Mehmet Sopaj aurait bien des motifs de se plaindre de son sort ou même de s'en prendre à Dieu. Il ne le fait pas. Bien au contraire, il est rempli de gratitude. Gratitude d'être encore en vie et de ne pas avoir été oublié par ses frères et soeurs en Christ de Suisse, d'Europe occidentale en général, des Etats-Unis, de Nouvelle-Zélande et d'Afrique du Sud, qui intercèdent pour lui et lui envoient des fonds. Lui, qui a tout perdu, témoigne: "J'ai Dieu dans mon coeur, ça me suffit". Il est animé d'une espérance vivante, au milieu de la souffrance. Il se sent entouré, à l'abri, dans un monde détruit. Mais parfois, la nuit tombe. Pas sur l'horizon, sur Mehmet. Dans ces moments-là, la douleur et la souffrance se lisent tout d'un coup très clairement sur son visage. Il pense à sa fille, dont il ne sait pas si elle est encore en vie au Kosovo? Les événements et les expériences des semaines et des jours passés pèsent lourdement sur lui.
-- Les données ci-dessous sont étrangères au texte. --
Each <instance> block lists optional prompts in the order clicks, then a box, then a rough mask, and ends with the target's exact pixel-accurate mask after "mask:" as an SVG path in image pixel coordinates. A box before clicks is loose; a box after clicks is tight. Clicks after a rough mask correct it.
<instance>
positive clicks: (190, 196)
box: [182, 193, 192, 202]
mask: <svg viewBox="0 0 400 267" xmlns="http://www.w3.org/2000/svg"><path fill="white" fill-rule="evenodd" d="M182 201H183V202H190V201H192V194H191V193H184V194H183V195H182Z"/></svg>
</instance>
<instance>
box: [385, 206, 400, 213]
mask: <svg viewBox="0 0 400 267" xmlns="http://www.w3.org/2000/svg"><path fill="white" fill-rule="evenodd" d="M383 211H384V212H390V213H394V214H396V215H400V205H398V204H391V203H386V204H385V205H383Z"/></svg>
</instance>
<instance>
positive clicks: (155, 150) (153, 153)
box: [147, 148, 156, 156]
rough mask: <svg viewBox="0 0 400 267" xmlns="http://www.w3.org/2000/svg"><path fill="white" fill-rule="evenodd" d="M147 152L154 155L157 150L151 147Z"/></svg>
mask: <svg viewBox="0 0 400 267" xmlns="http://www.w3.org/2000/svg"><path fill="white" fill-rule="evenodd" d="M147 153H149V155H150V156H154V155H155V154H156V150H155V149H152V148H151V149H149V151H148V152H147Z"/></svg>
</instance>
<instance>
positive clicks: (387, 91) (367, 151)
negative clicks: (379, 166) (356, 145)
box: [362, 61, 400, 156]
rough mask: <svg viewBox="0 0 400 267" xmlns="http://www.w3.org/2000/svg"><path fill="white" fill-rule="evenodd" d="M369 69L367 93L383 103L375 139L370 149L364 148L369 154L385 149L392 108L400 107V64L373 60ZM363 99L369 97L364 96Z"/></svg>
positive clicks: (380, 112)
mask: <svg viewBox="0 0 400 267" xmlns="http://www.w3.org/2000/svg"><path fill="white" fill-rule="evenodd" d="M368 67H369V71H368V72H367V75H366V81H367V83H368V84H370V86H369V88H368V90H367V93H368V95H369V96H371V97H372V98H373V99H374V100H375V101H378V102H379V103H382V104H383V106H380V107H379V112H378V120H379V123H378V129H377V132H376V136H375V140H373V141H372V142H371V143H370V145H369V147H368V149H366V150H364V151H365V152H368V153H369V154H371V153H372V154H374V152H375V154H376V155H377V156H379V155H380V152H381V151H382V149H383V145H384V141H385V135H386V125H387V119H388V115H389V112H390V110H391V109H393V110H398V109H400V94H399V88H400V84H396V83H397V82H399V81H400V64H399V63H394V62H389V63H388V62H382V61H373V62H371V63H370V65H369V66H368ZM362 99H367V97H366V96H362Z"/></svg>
Il pense à son pays, où il aimerait tant retourner pour y reconstruire l'Eglise, les communautés. Il a peur de voir son fils aîné Afrim recruté de force par l'UC K (pour cette raison, il n'a pas le droit d'aller seul à Durres). Lui, l'homme de la réconciliation, souffre de réaliser que probablement pour longtemps, la cohabitation des Serbes et des Kosovars ne sera plus possible. Dans ces moments-là, Mehmet serre ma main plus fort. Il se tait. Le regard va au-delà de l'horizon, là où, derrière les montagnes, il y a sa patrie. Et j'entends à nouveau sa voix: "Je vais bien, Dieu soit loué. J'ai Jésus-Christ dans mon coeur, ça me suffit." Et moi, je sais que c'est vrai.